Data Integration

Data was integrated from sports-statistics.com. As mentioned earlier, many aspects of the game had data recorded, but models were only trained on rushing, receiving, and defense data. All ten NCAA football conferences were utilized and downloaded, with receiving, rushing, and defensive statistics each being separate csv files for each conference. Three aspects of football multiplied by ten conferences equals 30 total data sources. How the three types of statistics were related and eventually combined is highlighted in Figure 1. For integrating tables with different statistics, summing TD was all that was needed. All the raw data tables in a file viewer can be seen in Figure 1.1.

Fig 1.

Fig 1.1.

The aforementioned 30 sources were integrated together using the pandas Python library in a Jupyter Notebook. All receiving, rushing, and defensive statistics were combined into three csv files. For example, all rushing csv files were joined for all ten conferences using the data frame functionality of pandas. Some of the data was not passed in as integers initially, so the raw data had to be cleaned in order to change the data to the correct data types. Figure 2 shows the process mentioned above. For the rushing csv files, “Yds” and “Gain” were the two columns that were originally loaded in as objects in the data frame, which were converted to integer types. This can be seen in the comments of the code in Figure 2. The process highlighted was done for receiving and defensive datasets to account for all 30 data sources.

Fig 2.

Next, Figure 3 shows some exploratory data analysis (EDA) with all of the combined rushing data. 

Fig 3.

The important parts of the EDA are positive or negative relationships between TD (Touchdowns) and all other attributes, such as Yds_rush. The scatterplot on the bottom row with Yds_rush as the bottom axis indicates that as Yds_rush increases (the team rushes more yards throughout the season) the number of TDs a team scores also increases. Similar EDA revealed the same relationships among the combined receiving and defensive data.
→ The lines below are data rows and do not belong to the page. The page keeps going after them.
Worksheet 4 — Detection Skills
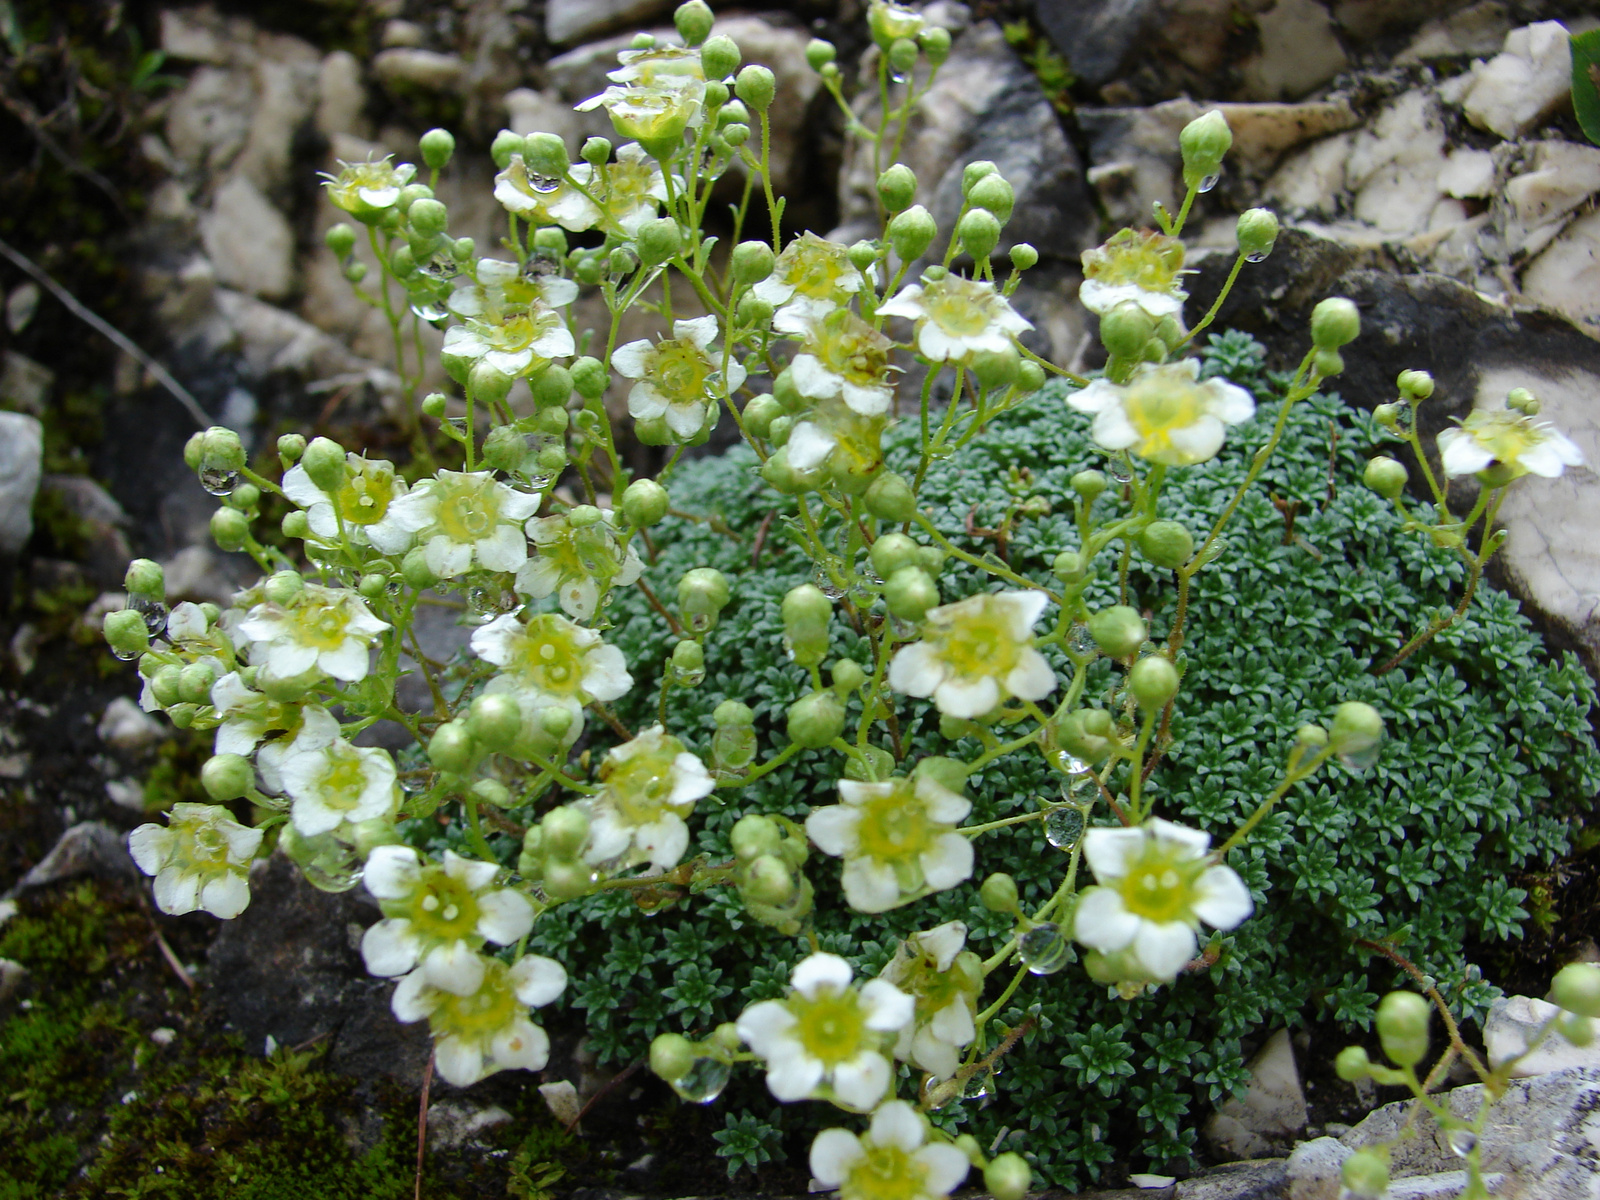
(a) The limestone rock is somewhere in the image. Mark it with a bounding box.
[199,174,295,300]
[1346,89,1449,234]
[234,42,320,195]
[1332,0,1465,43]
[1485,995,1600,1077]
[1240,0,1350,102]
[160,545,241,607]
[38,474,133,585]
[1437,147,1495,199]
[1033,0,1158,88]
[503,87,579,147]
[372,48,467,96]
[546,0,671,46]
[6,822,141,897]
[98,696,166,754]
[1204,1029,1308,1159]
[1521,209,1600,337]
[1459,21,1575,139]
[1502,141,1600,258]
[166,66,255,177]
[0,350,51,416]
[1286,1136,1349,1200]
[1175,1159,1288,1198]
[316,51,369,141]
[159,6,252,66]
[214,288,400,408]
[426,1101,513,1148]
[1396,1,1513,63]
[0,411,43,555]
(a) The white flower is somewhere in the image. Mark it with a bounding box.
[1073,817,1253,982]
[1438,408,1585,481]
[1079,227,1188,319]
[809,1101,969,1200]
[807,774,974,914]
[735,952,913,1109]
[361,846,535,997]
[209,670,280,757]
[751,232,868,321]
[516,509,644,620]
[236,584,389,683]
[878,274,1032,363]
[281,455,413,555]
[322,157,416,217]
[446,260,579,325]
[576,46,707,146]
[775,306,895,417]
[878,922,982,1080]
[391,953,566,1087]
[387,470,539,579]
[1068,359,1255,467]
[128,802,263,919]
[577,725,714,872]
[471,612,632,704]
[888,590,1055,719]
[165,601,211,643]
[278,706,398,837]
[494,153,602,231]
[440,309,575,378]
[613,315,745,440]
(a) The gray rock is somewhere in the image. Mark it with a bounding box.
[0,957,28,1005]
[0,411,43,555]
[1331,0,1462,43]
[6,822,141,898]
[1176,1159,1289,1198]
[1500,140,1600,259]
[1285,1136,1349,1200]
[160,545,241,607]
[1485,994,1600,1078]
[234,48,321,195]
[1205,1029,1308,1160]
[206,850,432,1086]
[1240,0,1349,102]
[546,0,670,47]
[372,47,467,96]
[214,288,400,409]
[159,6,250,66]
[1520,208,1600,335]
[166,65,255,177]
[316,51,369,140]
[426,1100,514,1149]
[0,350,52,415]
[504,87,579,146]
[1459,21,1575,140]
[1396,1,1514,63]
[39,474,132,585]
[1033,0,1158,88]
[200,174,296,300]
[98,696,166,754]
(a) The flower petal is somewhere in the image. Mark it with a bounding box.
[792,952,853,999]
[1072,886,1140,952]
[477,888,535,944]
[362,918,421,977]
[809,1128,864,1186]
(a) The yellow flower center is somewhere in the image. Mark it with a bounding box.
[815,313,889,384]
[1115,844,1204,924]
[1461,411,1541,468]
[652,340,714,403]
[406,870,482,941]
[1123,374,1206,458]
[315,745,373,812]
[923,280,994,338]
[792,986,869,1067]
[432,960,518,1038]
[785,239,855,301]
[510,617,585,695]
[854,781,935,865]
[301,602,352,650]
[843,1143,925,1200]
[334,468,395,526]
[1083,229,1186,292]
[437,478,499,542]
[935,601,1022,679]
[605,750,682,826]
[174,821,230,869]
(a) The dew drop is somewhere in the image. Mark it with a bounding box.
[1197,172,1220,193]
[110,644,139,661]
[530,174,563,194]
[1044,807,1084,849]
[962,1070,994,1101]
[1337,742,1382,772]
[1019,923,1070,975]
[410,300,449,321]
[200,467,239,496]
[1245,250,1270,264]
[811,565,846,600]
[131,596,171,637]
[672,1055,731,1103]
[1055,751,1090,777]
[1067,621,1097,657]
[1446,1129,1476,1158]
[889,67,910,84]
[1108,463,1133,484]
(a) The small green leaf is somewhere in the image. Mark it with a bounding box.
[1573,31,1600,146]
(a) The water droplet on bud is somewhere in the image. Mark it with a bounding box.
[1068,621,1097,657]
[1019,923,1070,975]
[1446,1129,1476,1158]
[131,596,171,637]
[410,300,449,321]
[200,467,239,496]
[672,1055,731,1103]
[530,174,562,194]
[1044,807,1084,849]
[1109,463,1133,484]
[1197,172,1220,193]
[1245,250,1269,263]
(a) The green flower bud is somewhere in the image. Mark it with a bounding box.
[805,38,837,72]
[481,425,526,475]
[877,164,917,213]
[1071,469,1107,501]
[427,720,474,772]
[1311,296,1360,350]
[419,127,455,170]
[542,858,595,900]
[673,0,714,46]
[150,664,184,707]
[650,1032,696,1082]
[469,779,511,809]
[671,638,705,674]
[717,99,750,127]
[540,705,574,740]
[568,504,602,528]
[543,805,591,859]
[1235,207,1279,261]
[914,756,969,795]
[871,532,920,578]
[971,345,1019,392]
[632,33,657,49]
[782,583,832,667]
[421,392,448,419]
[490,129,525,169]
[608,246,639,276]
[702,79,729,111]
[962,160,997,196]
[701,34,741,80]
[984,1153,1033,1200]
[887,37,919,79]
[731,813,782,861]
[257,664,319,702]
[1056,707,1116,762]
[1561,1012,1596,1047]
[888,204,937,262]
[637,217,683,267]
[679,567,731,631]
[914,545,946,577]
[389,244,417,278]
[1552,963,1600,1018]
[980,871,1020,913]
[1128,655,1179,710]
[227,481,260,512]
[300,436,348,494]
[1016,360,1046,393]
[787,689,845,748]
[966,173,1015,224]
[282,510,310,540]
[848,240,879,272]
[731,239,775,286]
[1096,302,1153,362]
[1364,456,1408,500]
[885,565,938,622]
[831,658,867,695]
[1397,369,1434,400]
[124,558,165,599]
[1296,723,1328,749]
[201,753,255,802]
[741,394,781,438]
[452,237,475,260]
[1330,701,1384,767]
[400,546,437,590]
[1009,242,1038,271]
[1342,1149,1390,1199]
[1376,990,1430,1067]
[358,572,388,599]
[570,356,607,400]
[1334,1044,1372,1081]
[864,471,917,522]
[471,362,516,411]
[1179,109,1232,189]
[1088,604,1147,658]
[620,478,669,527]
[581,136,613,166]
[759,446,820,495]
[735,292,773,326]
[1313,348,1344,378]
[1506,386,1538,415]
[1051,550,1083,581]
[176,661,215,705]
[407,197,449,237]
[1138,519,1193,569]
[467,693,522,751]
[735,64,775,110]
[325,222,357,259]
[275,435,306,472]
[529,364,572,409]
[743,853,796,905]
[920,25,951,66]
[210,507,251,552]
[263,570,304,606]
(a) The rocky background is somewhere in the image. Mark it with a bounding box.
[2,0,1600,1196]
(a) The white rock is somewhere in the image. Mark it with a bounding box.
[539,1079,582,1126]
[1241,0,1350,101]
[1285,1135,1349,1200]
[166,66,254,176]
[159,7,245,65]
[1502,140,1600,255]
[1438,147,1496,199]
[1346,89,1449,234]
[105,779,147,811]
[98,696,166,753]
[1204,1029,1308,1159]
[1521,209,1600,336]
[425,1101,512,1150]
[0,958,27,1004]
[0,411,43,555]
[6,281,39,334]
[1485,994,1600,1077]
[1397,1,1514,63]
[1459,21,1575,139]
[546,0,669,46]
[381,19,426,48]
[503,87,579,147]
[316,51,369,139]
[372,48,466,95]
[235,52,320,194]
[1,350,53,415]
[214,289,402,410]
[199,174,295,300]
[160,545,238,607]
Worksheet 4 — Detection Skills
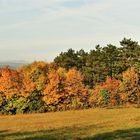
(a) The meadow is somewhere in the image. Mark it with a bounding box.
[0,108,140,140]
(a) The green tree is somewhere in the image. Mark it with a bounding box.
[120,38,140,67]
[102,44,120,78]
[100,89,110,106]
[54,49,79,70]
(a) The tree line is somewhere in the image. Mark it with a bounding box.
[0,38,140,114]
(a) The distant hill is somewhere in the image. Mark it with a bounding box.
[0,61,28,69]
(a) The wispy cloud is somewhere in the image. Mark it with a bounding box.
[0,0,140,62]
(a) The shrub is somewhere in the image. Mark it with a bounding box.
[100,89,110,106]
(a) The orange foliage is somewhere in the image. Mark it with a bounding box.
[1,61,139,112]
[18,61,48,95]
[89,77,120,106]
[43,69,65,106]
[64,69,88,107]
[65,69,85,96]
[0,68,22,99]
[103,77,120,105]
[43,68,88,110]
[122,67,138,87]
[20,74,36,97]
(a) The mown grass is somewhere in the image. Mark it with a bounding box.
[0,108,140,140]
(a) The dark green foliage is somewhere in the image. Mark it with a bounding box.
[120,38,140,68]
[0,95,7,115]
[54,49,80,70]
[0,92,45,115]
[0,96,28,115]
[26,92,46,113]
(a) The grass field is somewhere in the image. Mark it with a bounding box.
[0,108,140,140]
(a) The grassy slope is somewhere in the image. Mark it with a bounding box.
[0,108,140,140]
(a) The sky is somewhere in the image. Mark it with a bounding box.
[0,0,140,62]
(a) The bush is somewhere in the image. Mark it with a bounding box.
[26,92,46,113]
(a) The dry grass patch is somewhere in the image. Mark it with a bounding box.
[0,108,140,139]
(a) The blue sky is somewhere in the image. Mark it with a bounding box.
[0,0,140,62]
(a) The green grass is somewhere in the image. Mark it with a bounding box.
[0,108,140,140]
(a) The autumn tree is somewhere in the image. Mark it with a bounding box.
[43,68,66,111]
[89,77,120,107]
[102,77,120,106]
[18,61,48,96]
[134,64,140,106]
[119,67,139,105]
[64,68,88,109]
[0,68,22,99]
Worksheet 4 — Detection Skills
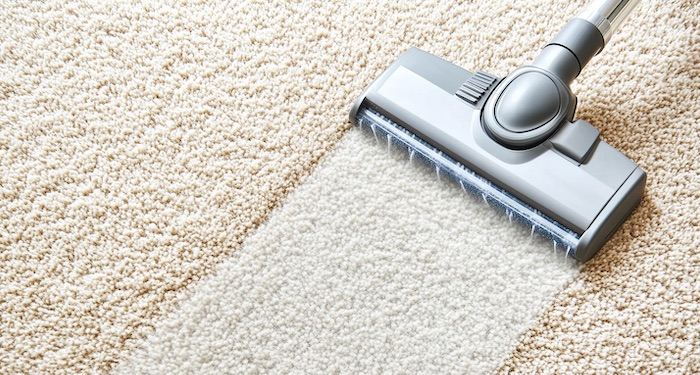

After integrating the ten csv files for rushing, the ten for defense, and the ten for receiving, the three larger datasets were combined into one master data frame, from which models could be built on. A concat function from pandas was used to combine the three data frames. The code for this step can be seen in Figure 4.

Fig 4.

Figure 5 shows another SeaBorn PairGrid plotting all the variables against each other for the master data frame. This large matrix is hard to see, but is helpful for seeing if positive or negative relationships are present in the data. Some datasets do not have clear relationships, and it’s much better to know if these relationships are present sooner rather than later. For more fine-tuned exploratory data analysis, a graph of just part of the master dataset is often more useful, as shown in figure 3 for rushing data.

Fig 5.

If the large matrix is too much to look at, another EDA option is to use the pandas corr() function, which produces a number between -1 and 1 to illustrate the correlation between every attribute and every other attribute. Then, the data frame can be searched for numbers close to 1 or -1. This can all be viewed in Figure 6.

Fig 6.

In addition to searching for correlation, pandas can also be used to observe the summary statistics of the master data frame. The describe() function gives us information like total rows, and the info() function gives us information on the columns and data types of the data frame. The describe() function is shown in Figure 7, while the info() function is shown in Figure 9.

Fig 7.

As shown in Figure 7, the “count” row says that there are 116 total rows of data. If any column was missing data, then the count for that column would be less than 116. In this case, no data in the master data frame was missing. The describe function also shows some handy statistical information, like the average total TDs in a season is around 44 touchdowns.

Speaking of average total TDs, the number of TDs made were visualized via a histogram. In Figure 8, some outliers appear on the upper range of touchdowns. This would be important later and is discussed in the Results section.

Fig 8.

Figure 9 shows the info() function used from the pandas library. This function counts the number of columns in a given data frame and also shows the data types of each column. Knowing the data types is helpful because when data is first read in from all the csv files, not all the data types are the same. Some columns had objects and some had numbers. Part of the data integration step was cleaning and wrangling the data to make sure all of the columns had the exact same data type. The info function is a way to double-check that step. The other two aspects of the info function are the index, which gives the first and last row in the data frame, and the size of the data frame. The size of the data frame, 16.3 KB in this case, can be especially important for running models and sharing data with others.

Fig 9.

As another part of the EDA, some multi-bar charts were developed to show the spread of certain attributes with total season TDs. These multi-bar charts were organized geographically, so correlations can be seen by conference. It can then be seen which conferences, if any, had stronger attributes or more total season TDs for the whole conference. To group the data by conference, code was written to group all attributes by conference. The exact code and steps followed are in the next section on data preprocessing, but the resulting multi-bar charts for rushing, receiving, and defense are shown in figures 10-12 below, respectively. 

Fig 10.

Fig 11.

Fig 12.

After the datasets were combined, models were generated. The specifics of the model-generation will be covered in the next section, Data Pre-Processing & Methodology. When generating models, average, max, and min methods were utilized to integrate models together.